Ibukotakabupaten Sorong Selatan
adalah Teminabuan. Sorong Selatan dibagi atas 14 distrik, 2 diantaranya masih
belum terakses lewat jalan darat. Menurut saya pembangunan ekonomi di Sorong
Selatan relatif lambat jika dibandingkan dengan potensi ekonomi yang mereka
punya. Permasalahan pembangunan ini yang harus dipecahkan, agar kedepannya
pembangunan ekonomi Sorong Selatan dapat berjalan dengan maksimal
Permasalahan paling mendasar dari pembangunan di Papua adalah permasalahan
tanah ulayat. Seperti yang kita tahu, di Papua ada 3 pihak yang paling
berpengaruh, yaitu, pemerintah, gereja, dan tetua adat. Kekuatan adat di Sorong
Selatan masih sedemikian kuatnya, hingga melampaui kekuatan hukum formal.
Konflik tanah ulayat acap kali mewarnai pembangunan di Sorong Selatan.
Pembangunan infrastruktur publik pun harus terhadang permasalahan ulayat yang
berlarut-larut.
Dalam rangka pembangunan daerah tertinggal seperti papua, pemerintah pusat
seringkali salah langkah. Logika proyek terlalu sering dipakai dalam
pembangunan Papua. Pemerintah pusat acap kali hanya “menyumbangkan” sesuatu
untuk daerah-daerah Papua, tapi setelah itu ditinggal tanpa edukasi yang jelas.
Logika proyek sudah tidak akan efektif dalam pembangunan Papua, karena pada
akhirnya hanya akan membuat mereka malas untuk berkembang, karena mereka sudah
puas dengan disuapi terus oleh pusat. Logika proyek harus diganti dengan logika
pemberdayaan. Masyarakat Papua tidak bisa hanya diberikan sesuatu, tapi harus
didampingi dan diedukasi untuk menjalankan sesuatu.
Listrik
Kekurangan terbesar dari daerah Teminabuan adalah permasalahan listrik.

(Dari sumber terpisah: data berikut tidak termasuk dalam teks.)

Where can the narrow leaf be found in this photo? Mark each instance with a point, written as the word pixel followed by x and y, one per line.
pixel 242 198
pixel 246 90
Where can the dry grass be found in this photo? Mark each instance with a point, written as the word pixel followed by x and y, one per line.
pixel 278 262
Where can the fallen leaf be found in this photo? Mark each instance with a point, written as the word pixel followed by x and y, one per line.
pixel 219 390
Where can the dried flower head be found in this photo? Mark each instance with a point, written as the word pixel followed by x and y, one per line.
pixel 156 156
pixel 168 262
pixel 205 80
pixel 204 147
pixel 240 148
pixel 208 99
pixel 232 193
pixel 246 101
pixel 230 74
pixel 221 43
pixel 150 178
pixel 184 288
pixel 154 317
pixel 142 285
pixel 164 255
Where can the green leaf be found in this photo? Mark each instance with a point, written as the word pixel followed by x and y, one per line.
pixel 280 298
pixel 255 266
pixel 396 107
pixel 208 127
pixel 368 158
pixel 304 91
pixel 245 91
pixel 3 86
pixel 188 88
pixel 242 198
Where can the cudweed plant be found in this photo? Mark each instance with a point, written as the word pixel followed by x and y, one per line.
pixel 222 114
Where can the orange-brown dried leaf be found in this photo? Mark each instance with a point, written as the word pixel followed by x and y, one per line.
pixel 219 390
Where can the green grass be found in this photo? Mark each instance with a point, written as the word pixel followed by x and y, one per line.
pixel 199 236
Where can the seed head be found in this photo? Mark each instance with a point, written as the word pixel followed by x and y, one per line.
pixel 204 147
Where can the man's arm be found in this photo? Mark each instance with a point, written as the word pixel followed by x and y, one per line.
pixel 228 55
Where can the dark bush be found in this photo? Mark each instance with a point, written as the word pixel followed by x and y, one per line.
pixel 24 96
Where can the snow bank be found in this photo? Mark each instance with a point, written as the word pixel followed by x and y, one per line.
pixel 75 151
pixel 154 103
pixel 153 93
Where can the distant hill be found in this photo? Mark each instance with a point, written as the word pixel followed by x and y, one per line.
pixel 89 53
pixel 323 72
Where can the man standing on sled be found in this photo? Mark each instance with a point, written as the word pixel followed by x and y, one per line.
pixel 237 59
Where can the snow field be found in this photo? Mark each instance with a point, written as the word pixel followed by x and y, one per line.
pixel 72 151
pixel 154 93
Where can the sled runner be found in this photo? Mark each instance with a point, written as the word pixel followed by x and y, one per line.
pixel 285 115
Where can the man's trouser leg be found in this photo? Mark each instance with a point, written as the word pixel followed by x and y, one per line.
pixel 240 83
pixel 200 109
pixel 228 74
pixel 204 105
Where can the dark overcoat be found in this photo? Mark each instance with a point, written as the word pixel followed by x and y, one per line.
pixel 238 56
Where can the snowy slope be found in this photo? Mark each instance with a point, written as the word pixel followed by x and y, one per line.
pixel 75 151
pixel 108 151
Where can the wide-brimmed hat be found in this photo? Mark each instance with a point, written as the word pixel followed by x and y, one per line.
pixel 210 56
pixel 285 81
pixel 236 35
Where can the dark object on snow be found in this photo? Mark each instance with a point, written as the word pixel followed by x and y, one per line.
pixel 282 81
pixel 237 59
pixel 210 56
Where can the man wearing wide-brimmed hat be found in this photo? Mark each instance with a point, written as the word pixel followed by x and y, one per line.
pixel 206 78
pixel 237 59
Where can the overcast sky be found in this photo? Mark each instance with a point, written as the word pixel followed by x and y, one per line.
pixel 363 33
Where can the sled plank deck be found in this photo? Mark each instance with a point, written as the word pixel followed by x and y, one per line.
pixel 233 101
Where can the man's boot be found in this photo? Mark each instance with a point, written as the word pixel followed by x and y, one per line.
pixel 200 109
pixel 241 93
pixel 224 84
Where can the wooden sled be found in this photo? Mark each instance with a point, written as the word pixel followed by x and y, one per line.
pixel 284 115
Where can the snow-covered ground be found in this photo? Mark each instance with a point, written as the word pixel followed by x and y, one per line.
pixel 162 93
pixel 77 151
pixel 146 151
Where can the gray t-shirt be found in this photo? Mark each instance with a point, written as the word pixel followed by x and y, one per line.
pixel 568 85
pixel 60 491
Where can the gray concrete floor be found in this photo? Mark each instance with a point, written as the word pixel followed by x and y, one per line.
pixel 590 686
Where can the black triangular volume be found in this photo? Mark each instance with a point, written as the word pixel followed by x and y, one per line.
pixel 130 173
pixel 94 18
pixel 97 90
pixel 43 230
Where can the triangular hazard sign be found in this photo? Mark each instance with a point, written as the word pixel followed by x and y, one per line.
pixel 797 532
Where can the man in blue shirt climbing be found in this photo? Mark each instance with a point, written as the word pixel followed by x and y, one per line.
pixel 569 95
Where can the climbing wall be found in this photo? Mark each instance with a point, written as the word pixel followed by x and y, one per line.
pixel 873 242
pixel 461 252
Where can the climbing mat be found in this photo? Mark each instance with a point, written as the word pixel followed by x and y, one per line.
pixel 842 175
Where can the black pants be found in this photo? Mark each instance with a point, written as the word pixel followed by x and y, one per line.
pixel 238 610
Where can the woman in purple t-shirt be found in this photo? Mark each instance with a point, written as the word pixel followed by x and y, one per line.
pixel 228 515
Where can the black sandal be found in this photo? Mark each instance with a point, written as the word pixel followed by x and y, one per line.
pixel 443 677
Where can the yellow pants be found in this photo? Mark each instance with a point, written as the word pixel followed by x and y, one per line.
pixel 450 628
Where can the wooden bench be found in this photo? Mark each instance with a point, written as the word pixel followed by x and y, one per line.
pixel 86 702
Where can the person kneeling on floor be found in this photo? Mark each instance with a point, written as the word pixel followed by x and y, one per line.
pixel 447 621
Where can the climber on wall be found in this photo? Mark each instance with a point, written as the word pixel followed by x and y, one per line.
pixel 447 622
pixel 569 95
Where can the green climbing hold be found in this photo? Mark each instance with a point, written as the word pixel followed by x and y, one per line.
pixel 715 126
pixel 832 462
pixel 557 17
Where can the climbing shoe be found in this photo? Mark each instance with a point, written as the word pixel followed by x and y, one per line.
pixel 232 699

Disini listrik hanya mengalir dari pukul 18.00-06.00. Anehnya, listrik justru
mengalir padam malam hari yang notabane nya bukan jam produktif. Sehingga,
ketika jam produktif, masyarakat memakai genset yang biayanya jauh lebih besar,
karena tingginya harga bensin disini. Permasalahan listrik sebenarnya dapat
diselesaikan dengan menginstalasi pembangkit listrik tepat guna dengan memakai
energi alternatif. Ada beberapa alternatif terbaik yang bisa dipakai di
Teminabuan seperti microhydro, PLTG, dan pembangkit listrik tenaga sampah
Microhydro adalah pembangkit listrik yang memakai aliran sungai untuk
memutar turbinnya. Teminabuan merupakan distrik yang dialiri oleh sungai-sungai
yang deras. Potensi aliran sungai ini sebenarnya bisa dimanfaatkan untuk pembangkit
listrik. Selama ini, PLN hanya mengandalkan pembangkit listrik tenaga diesel
untuk menghidupkan listrik di Teminabuan. Tentunya hal ini sangat membuang
biaya. Oleh sebab itu, penggunaan microhydro kami nilai lebih efisien dan
berpotensi.
`
PLTG
(pembangkit listrik tenaga gas) cukup berpotensi untuk digunakan di Sorong
Selatan. Mengingat jaraknya dekat dengan LNG Tangguh, sehingga tidak akan ada
permasalahan pasokan bahan baku. Selain itu, PLTG cenderung cukup murah,
sekitar Rp.800 juta-Rp.1 miliar untuk pembangkit listrik yang bertenaga 1 MW.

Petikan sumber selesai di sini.